Hello Jim,
Ouch, this is a difficult one for me in that my body is tired tonight but the Spirit requires that I answer.In my church women are actively encouraged to preach and some of the finest and most able speakers are women, I am very happy with this and enjoy the different approach that many bring to a service.
But, and this is My But,
Having been brought up within a protestant (Church of England) background, having then attended Congregational Church and a Gospel Hall (Bretheren) where in two out of three cases women were not accepted as either senior elders or priests, I still find the role of women in church as different THAT'S ME.
The church of England has moved on and accepts women to the priesthood and I have had to accept this BUT I confess to not being comfortable with this.
I have had quoted to me all the things about all Christ's disciples being men and this has obviously stuck and I can't say why.

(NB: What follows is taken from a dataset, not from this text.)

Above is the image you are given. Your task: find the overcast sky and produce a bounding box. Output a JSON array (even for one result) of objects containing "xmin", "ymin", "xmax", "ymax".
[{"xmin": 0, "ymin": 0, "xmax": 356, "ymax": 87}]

There is not another single sexist bone in my body in fact I am very much more appreciative of feminine skills than many I know but for some reason I am still NOT COMFORTABLE with women as Priests, Pastors, Deacons, etc. and I plain don't know why.
I love to promote the aims and aspirations of women in any sphere of society, I have a woman doctor as my regular medical practitioner, I have a friend who is a woman who is a Rugby Football coach (and brilliant at it) I have daughters and grand daughters who I help and encourage to do anything they want to BUT this is the only thing that doesnt feel right to me.
Why, I don't understand. I cannot honestly quote any scriptures to back up my feelings and I now feel isolated in my belief because I am very liberal in my feelings for equality, but this remains.
If I am wrong I ask the Spirit for guideance. Please dont attack me for my honesty as I cannot justify how I feel, it's just what feels comfortable for me.
If there are any women out there who doubt my intentions I am sorry but I am happy to be your advocate in acheiving anything that you want including beating the guys at anything. Maybe I need your help in understanding?
Why do I feel this way?
I have put my head above the parapet so please think before you take aim, I'm only a man.